Der Zentralrat ist offenbar verstandlos, oder er simuliert Unverstand: Er kann einfache Sätze nicht lesen. Er ist womöglich auch gefühllos – er teilt keine menschliche Regung. Er lebt offenbar in einem Ghetto.

Eines seiner Mitglieder, der Psychologie-Professor Rolf Verleger, hat auf ein Türchen in der Mauer gewiesen. Der Zentralrat könnte es öffnen. Draußen ist bald Frühling.

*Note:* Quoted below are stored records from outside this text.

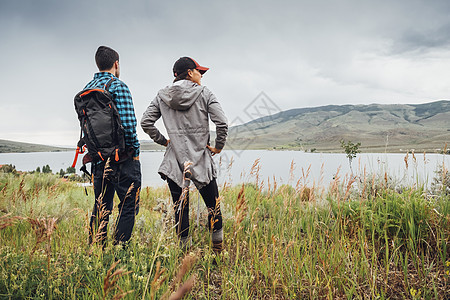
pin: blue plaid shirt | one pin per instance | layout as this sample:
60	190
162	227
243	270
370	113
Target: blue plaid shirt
124	102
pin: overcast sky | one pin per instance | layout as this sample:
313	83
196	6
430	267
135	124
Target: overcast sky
299	53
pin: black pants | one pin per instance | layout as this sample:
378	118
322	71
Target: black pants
125	179
209	193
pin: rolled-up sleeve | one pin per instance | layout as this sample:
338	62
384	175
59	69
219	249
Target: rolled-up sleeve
150	116
125	108
218	118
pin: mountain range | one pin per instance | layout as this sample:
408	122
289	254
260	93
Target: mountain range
378	127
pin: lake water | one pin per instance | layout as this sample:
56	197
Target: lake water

(Quelle: SteinbergRecherche.com)


Reaktion von Günter Schenk (Collectif judéo-arabe et citoyen pour la paix, Strasbourg; Coordination de l'Appel de Strasbourg pour une paix juste au Proche-Orient) vom 8.3.2007
Die Bischöfe aus Deutschland haben berichtet, wo anderen Berichten kein oder kaum Gehör geschenkt wurde

Sehr geehrte Frau Karas,

mit Interesse las ich die von Ihnen weiterverbreitete Mitteilung des Thomas Immanuel Steinberg. Natürlich hat SteinbergRecherche Recht, legt seinen Finger in die Wunden eines Staates, der einst gegründet wurde, um verfolgten Juden der Welt einen sicheren Hafen zu geben.

Das aber ist lange Geschichte, und Sie sollten doch wissen, dass schon die Gründung dieses "sicheren" Hafens auf Terror gebaut war. Zahlreiche Empfänger Ihrer Mail wissen dies vielleicht nicht. Die Berichte über jüdische Terroraktionen sind Legion und in der Bibliothek jedes Institutes für neuere Geschichte nachzulesen, z.B. bei Simcha Flapan. (1)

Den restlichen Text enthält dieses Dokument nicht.